Her hand froze on the trackpad.

What the hell? There. At the top of the second page was Cason’s house. The exact one. She even double checked the address on the off chance that there were two houses in town that looked exactly the same from the outside. She clicked through the pictures and at the bottom, where it was listed as rented, she checked the date the ad was updated and her whole body began to vibrate with confusion.

Yesterday.

The website listed the house as rented the day before.

It had to be a mistake. Cason said he’d been in town for a while. Isn’t that what he’d said? He’d made it seem like he’d been there for a year. Two years? Maybe she couldn’t remember what he’d said, but he sure as shit hadn’t made it seem like he’d just moved into the place.

Her brain felt less like scrambled eggs and more like eggs over hard, burning, scalding, smoking away. Burnt. That’s what she felt. She felt burned out. No, that wasn’t right either. Burning. She was burning up on the inside. Rage rose in her chest, cutting off the confusion and drowning out logical reason.

I never told him my name.

The thought hit her so hard it nearly toppled her right off the bed like a sucker punch from some douche bag invisible force. She actually righted herself on the bed and straightened her laptop, to keep it from ending up on its side.
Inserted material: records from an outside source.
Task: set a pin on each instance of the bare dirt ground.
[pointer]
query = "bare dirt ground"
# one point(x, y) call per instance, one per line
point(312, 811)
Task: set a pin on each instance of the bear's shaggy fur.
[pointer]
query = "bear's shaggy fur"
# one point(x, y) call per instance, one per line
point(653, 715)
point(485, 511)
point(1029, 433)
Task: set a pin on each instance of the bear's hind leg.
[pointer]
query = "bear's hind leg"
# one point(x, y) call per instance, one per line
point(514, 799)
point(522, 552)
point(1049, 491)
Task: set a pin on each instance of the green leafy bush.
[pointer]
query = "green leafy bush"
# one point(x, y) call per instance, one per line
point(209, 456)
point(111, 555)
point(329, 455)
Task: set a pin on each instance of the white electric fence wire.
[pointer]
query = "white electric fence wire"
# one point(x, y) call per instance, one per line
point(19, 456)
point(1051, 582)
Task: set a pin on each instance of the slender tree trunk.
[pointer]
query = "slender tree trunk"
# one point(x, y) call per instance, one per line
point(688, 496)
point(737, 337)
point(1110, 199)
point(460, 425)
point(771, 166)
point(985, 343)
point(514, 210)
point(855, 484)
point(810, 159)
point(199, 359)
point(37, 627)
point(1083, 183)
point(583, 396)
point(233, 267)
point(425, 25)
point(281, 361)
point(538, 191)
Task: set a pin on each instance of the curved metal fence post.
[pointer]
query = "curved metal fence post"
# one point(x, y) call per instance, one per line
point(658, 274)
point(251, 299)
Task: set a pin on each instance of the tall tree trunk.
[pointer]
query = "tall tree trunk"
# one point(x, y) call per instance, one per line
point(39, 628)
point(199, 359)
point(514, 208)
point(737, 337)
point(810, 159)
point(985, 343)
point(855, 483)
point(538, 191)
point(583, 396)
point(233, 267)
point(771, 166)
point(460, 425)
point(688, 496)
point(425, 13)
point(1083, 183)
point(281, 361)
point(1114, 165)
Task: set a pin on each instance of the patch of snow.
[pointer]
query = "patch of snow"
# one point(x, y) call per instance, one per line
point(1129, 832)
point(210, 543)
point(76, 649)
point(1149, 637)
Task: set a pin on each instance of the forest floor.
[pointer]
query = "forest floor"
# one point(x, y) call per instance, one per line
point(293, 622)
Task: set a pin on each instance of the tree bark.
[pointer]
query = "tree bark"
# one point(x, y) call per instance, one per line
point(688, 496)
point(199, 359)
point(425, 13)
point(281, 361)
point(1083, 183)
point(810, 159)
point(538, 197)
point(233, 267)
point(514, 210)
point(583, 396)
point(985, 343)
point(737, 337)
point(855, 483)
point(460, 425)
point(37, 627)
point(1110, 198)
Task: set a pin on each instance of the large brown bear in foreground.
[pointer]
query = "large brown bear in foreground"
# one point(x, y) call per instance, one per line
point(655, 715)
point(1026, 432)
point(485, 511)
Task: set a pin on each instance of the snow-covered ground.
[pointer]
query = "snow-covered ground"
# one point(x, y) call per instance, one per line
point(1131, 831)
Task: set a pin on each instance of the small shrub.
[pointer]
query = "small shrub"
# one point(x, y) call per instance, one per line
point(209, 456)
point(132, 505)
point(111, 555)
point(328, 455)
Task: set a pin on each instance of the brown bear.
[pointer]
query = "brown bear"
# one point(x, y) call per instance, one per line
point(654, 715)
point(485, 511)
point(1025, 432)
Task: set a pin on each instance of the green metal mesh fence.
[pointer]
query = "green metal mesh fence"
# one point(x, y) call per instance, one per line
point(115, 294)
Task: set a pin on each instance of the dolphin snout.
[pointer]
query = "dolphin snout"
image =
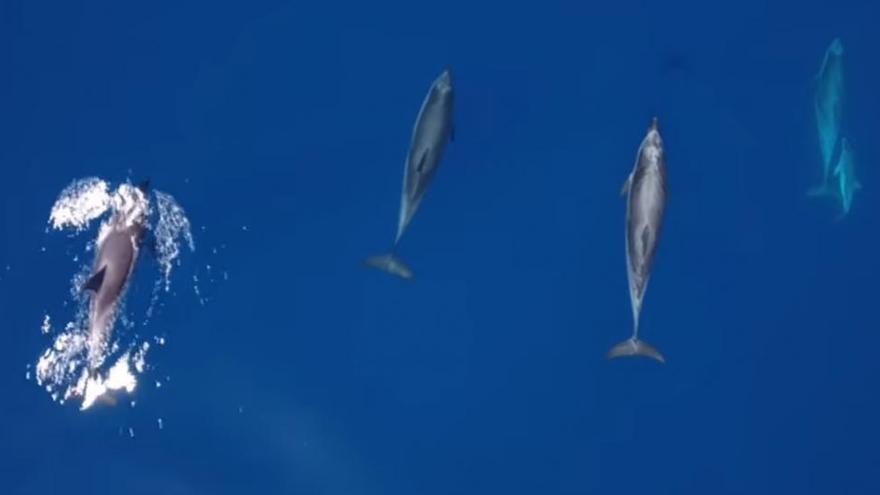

She did a quick mental check, searching through her inventory from the day before. She’d seen him in the coffee shop. Cason. He’d rear ended her at the stop sign. She’d offered to exchange information, but he said it wasn’t necessary. At the diner, he’d told her his name. Cason. She hadn’t told him hers, but he knew it. He’d freaking called her Noemi and she’d never told him.

No. No, fucking way.

She rarely swore, even inside her own head. The thought just proved how dialed up her rage truly was. Her hands both shook so badly when she reached for her laptop that she could barely type. She forced herself to enter two names she’d heard only once. From her father. That night he’d told her about the marriage he’d arranged.

She typed them in. Her eyes fixated on the first letter of the first name. B. B for Byron. Not C for Cason. She closed her eyes before she hit ENTER, hoping like heck that she was wrong, and things just weren’t making sense. That she didn’t remember correctly, and she had told Cason her name. That maybe whoever actually owned the house he was renting, though she’d thought it was his, had forgotten to update the site or maybe Cason was moving, and he had a month to get out. There could be a thousand explanations that were all logical.

Except that when she opened eyes that felt grainy and acidic and strained to look at her search, there was a page full of results. And a couple pictures that weren’t the grainy, low resolution print out her dad shoved in her face before she checked the heck out on him mentally and went AWOL physically.

Cason.

Cason started back at her.

The same blue eyes. Eyes she’d recognize anywhere, when they were in color and in focus.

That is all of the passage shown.